Yo caminaba bajo la lluvia, con las manos en los
bolsillos. Observaba el frío en mis pies, la disimulada tristeza de cada paso
mío. Yo no quería estar triste, pero el Mundo estaba triste. Cada exhalación de
mi boca entreabierta resoplaba rítmicamente, coordinada con mi paso decidido, una
nubecilla de vapor grisáceo. Frío y tristeza eran míos.

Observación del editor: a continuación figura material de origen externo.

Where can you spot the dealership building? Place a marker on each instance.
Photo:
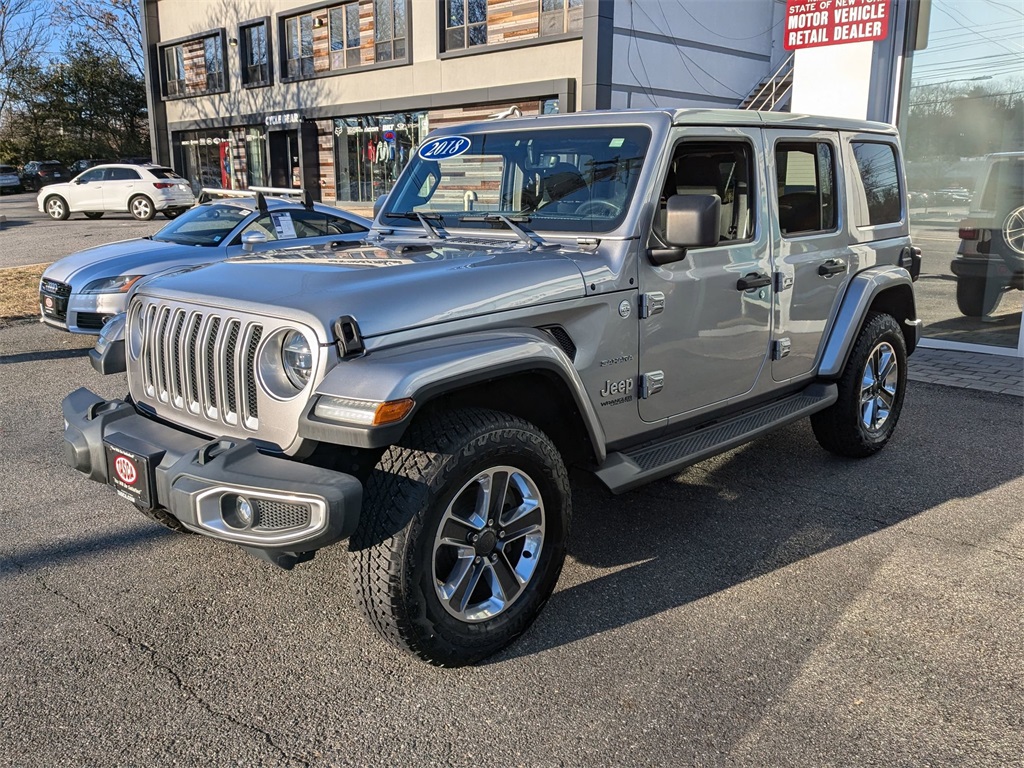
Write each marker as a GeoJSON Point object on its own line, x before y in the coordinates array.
{"type": "Point", "coordinates": [335, 96]}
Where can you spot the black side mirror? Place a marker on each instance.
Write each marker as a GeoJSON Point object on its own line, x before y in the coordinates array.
{"type": "Point", "coordinates": [690, 221]}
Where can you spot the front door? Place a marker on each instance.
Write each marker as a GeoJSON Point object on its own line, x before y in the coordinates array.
{"type": "Point", "coordinates": [812, 254]}
{"type": "Point", "coordinates": [712, 337]}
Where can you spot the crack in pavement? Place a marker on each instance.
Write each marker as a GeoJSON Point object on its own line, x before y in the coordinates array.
{"type": "Point", "coordinates": [156, 663]}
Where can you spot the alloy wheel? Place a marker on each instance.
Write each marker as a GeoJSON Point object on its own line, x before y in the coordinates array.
{"type": "Point", "coordinates": [488, 544]}
{"type": "Point", "coordinates": [878, 386]}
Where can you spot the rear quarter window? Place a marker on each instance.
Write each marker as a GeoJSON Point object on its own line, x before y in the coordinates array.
{"type": "Point", "coordinates": [879, 176]}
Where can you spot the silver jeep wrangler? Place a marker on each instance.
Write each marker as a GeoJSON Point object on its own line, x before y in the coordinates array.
{"type": "Point", "coordinates": [625, 292]}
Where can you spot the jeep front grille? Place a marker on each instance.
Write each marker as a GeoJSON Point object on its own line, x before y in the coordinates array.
{"type": "Point", "coordinates": [200, 361]}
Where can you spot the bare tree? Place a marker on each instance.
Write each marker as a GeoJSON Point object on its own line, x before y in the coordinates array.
{"type": "Point", "coordinates": [111, 26]}
{"type": "Point", "coordinates": [25, 33]}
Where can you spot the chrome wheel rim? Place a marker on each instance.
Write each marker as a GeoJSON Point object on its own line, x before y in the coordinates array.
{"type": "Point", "coordinates": [488, 544]}
{"type": "Point", "coordinates": [878, 387]}
{"type": "Point", "coordinates": [1013, 229]}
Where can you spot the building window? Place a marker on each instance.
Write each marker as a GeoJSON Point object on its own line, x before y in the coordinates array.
{"type": "Point", "coordinates": [389, 30]}
{"type": "Point", "coordinates": [559, 16]}
{"type": "Point", "coordinates": [466, 24]}
{"type": "Point", "coordinates": [299, 45]}
{"type": "Point", "coordinates": [214, 56]}
{"type": "Point", "coordinates": [174, 71]}
{"type": "Point", "coordinates": [255, 57]}
{"type": "Point", "coordinates": [195, 67]}
{"type": "Point", "coordinates": [344, 20]}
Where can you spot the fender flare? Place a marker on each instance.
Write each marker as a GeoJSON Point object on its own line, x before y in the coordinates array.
{"type": "Point", "coordinates": [861, 293]}
{"type": "Point", "coordinates": [423, 371]}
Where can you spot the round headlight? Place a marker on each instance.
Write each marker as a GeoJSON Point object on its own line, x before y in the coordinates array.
{"type": "Point", "coordinates": [297, 358]}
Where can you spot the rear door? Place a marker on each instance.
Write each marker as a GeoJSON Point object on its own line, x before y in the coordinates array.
{"type": "Point", "coordinates": [86, 194]}
{"type": "Point", "coordinates": [119, 185]}
{"type": "Point", "coordinates": [813, 260]}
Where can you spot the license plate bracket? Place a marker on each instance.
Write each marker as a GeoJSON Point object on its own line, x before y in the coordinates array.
{"type": "Point", "coordinates": [130, 468]}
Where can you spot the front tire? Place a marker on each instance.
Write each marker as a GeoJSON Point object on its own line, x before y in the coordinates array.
{"type": "Point", "coordinates": [463, 535]}
{"type": "Point", "coordinates": [870, 392]}
{"type": "Point", "coordinates": [56, 208]}
{"type": "Point", "coordinates": [141, 208]}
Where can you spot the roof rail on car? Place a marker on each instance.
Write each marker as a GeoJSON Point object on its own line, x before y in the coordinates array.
{"type": "Point", "coordinates": [279, 192]}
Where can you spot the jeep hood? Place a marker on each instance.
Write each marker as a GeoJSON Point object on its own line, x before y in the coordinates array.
{"type": "Point", "coordinates": [384, 288]}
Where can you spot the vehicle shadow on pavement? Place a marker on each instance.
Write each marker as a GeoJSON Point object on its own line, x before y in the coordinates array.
{"type": "Point", "coordinates": [768, 505]}
{"type": "Point", "coordinates": [88, 547]}
{"type": "Point", "coordinates": [49, 354]}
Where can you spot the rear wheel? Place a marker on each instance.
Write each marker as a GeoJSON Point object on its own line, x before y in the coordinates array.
{"type": "Point", "coordinates": [141, 208]}
{"type": "Point", "coordinates": [56, 208]}
{"type": "Point", "coordinates": [975, 298]}
{"type": "Point", "coordinates": [870, 392]}
{"type": "Point", "coordinates": [463, 535]}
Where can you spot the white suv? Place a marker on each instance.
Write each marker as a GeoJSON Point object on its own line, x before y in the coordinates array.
{"type": "Point", "coordinates": [139, 189]}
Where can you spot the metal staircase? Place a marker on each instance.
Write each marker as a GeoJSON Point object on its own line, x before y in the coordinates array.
{"type": "Point", "coordinates": [772, 94]}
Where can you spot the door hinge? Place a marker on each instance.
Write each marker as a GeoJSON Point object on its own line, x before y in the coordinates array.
{"type": "Point", "coordinates": [651, 383]}
{"type": "Point", "coordinates": [780, 349]}
{"type": "Point", "coordinates": [651, 303]}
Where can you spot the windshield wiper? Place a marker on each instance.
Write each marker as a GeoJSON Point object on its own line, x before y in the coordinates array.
{"type": "Point", "coordinates": [511, 222]}
{"type": "Point", "coordinates": [424, 219]}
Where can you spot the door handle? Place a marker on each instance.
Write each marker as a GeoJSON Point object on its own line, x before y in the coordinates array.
{"type": "Point", "coordinates": [830, 267]}
{"type": "Point", "coordinates": [752, 281]}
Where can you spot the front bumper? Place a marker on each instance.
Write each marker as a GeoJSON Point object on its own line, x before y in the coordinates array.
{"type": "Point", "coordinates": [296, 508]}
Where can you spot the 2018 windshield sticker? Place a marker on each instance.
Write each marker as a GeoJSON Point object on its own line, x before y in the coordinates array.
{"type": "Point", "coordinates": [443, 146]}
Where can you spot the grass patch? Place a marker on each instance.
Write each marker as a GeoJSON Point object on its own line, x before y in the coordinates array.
{"type": "Point", "coordinates": [19, 291]}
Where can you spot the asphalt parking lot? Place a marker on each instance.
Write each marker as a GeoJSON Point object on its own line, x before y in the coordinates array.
{"type": "Point", "coordinates": [774, 606]}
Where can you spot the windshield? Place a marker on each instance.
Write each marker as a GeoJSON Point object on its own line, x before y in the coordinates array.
{"type": "Point", "coordinates": [203, 225]}
{"type": "Point", "coordinates": [562, 179]}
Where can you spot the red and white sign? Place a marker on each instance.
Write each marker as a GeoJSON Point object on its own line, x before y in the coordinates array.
{"type": "Point", "coordinates": [126, 470]}
{"type": "Point", "coordinates": [813, 23]}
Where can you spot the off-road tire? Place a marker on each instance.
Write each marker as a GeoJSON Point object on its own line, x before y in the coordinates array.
{"type": "Point", "coordinates": [840, 428]}
{"type": "Point", "coordinates": [973, 299]}
{"type": "Point", "coordinates": [141, 208]}
{"type": "Point", "coordinates": [407, 498]}
{"type": "Point", "coordinates": [56, 208]}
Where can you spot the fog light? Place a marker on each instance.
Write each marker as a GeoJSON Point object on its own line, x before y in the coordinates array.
{"type": "Point", "coordinates": [237, 511]}
{"type": "Point", "coordinates": [245, 510]}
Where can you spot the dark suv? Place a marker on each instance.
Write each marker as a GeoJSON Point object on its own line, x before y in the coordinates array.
{"type": "Point", "coordinates": [990, 258]}
{"type": "Point", "coordinates": [39, 173]}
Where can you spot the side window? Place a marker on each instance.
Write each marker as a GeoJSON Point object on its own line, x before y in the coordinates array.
{"type": "Point", "coordinates": [880, 179]}
{"type": "Point", "coordinates": [722, 168]}
{"type": "Point", "coordinates": [122, 174]}
{"type": "Point", "coordinates": [806, 186]}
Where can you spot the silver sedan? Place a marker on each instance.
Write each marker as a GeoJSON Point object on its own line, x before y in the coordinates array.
{"type": "Point", "coordinates": [81, 292]}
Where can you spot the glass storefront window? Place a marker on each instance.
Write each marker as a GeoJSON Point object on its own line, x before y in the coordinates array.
{"type": "Point", "coordinates": [963, 127]}
{"type": "Point", "coordinates": [371, 151]}
{"type": "Point", "coordinates": [223, 159]}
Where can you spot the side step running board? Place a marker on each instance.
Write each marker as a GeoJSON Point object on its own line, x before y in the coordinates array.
{"type": "Point", "coordinates": [626, 470]}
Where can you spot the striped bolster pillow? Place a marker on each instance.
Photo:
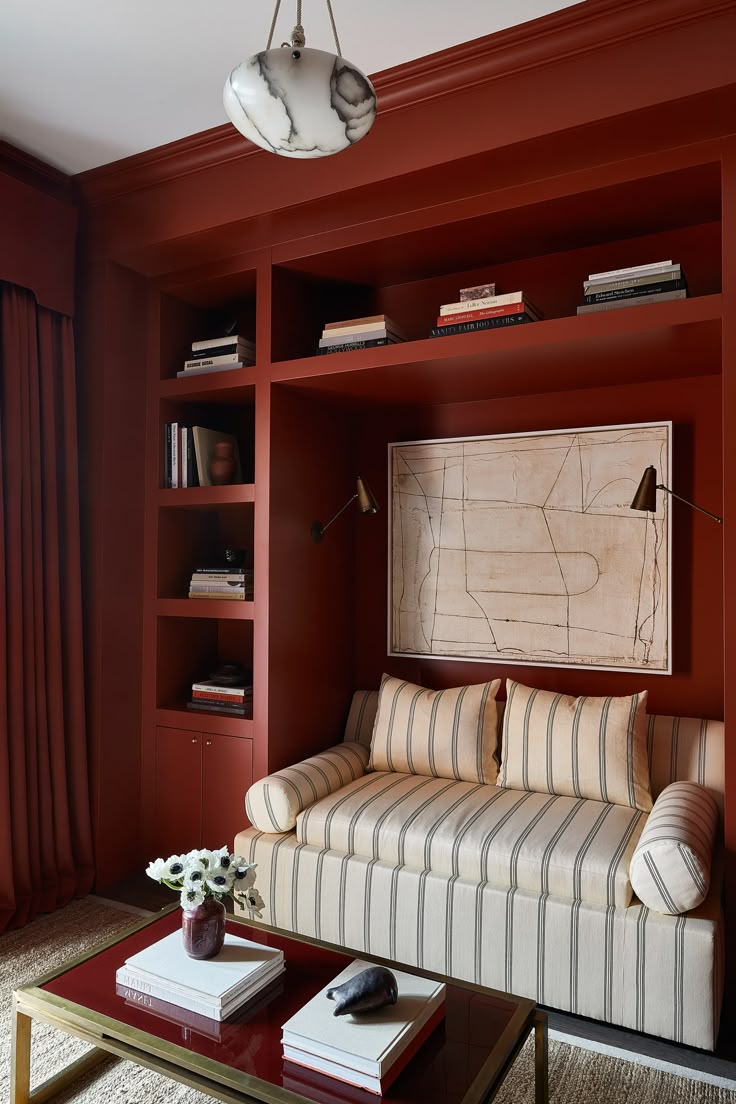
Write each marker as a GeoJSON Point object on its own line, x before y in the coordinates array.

La calle silenciosa, irreductible, apretada, se consolidaba en edificios altos,
teñidos con sedosidad hacia abajo de una nostalgia líquida de un atardecer murmurante,
vuelta hacia el interior de miles de cuencas rectangulares y vacías, apenas titilantes
como recuerdos por el rabillo del ojo, por el reflejo tembloroso y febril de
luminarias dobladas, taciturnas, de la calle. Nadie podía mirarme, ni yo podía
mirar a nadie. A veces el Mundo, sólo a veces, se transfigura
extraordinariamente y se materializa para nosotros, como si nuestra piel más
sensible y nuestra carne sanguinolenta, toda la piel interior, siempre resguardada
suficientemente a causa de nuestra red de minúsculos terminales nerviosos, se
nos desgarrase con la naturalidad de un acontecer cotidiano, y se nos
invirtiese, expuesta dolorosamente hacia el universo exterior.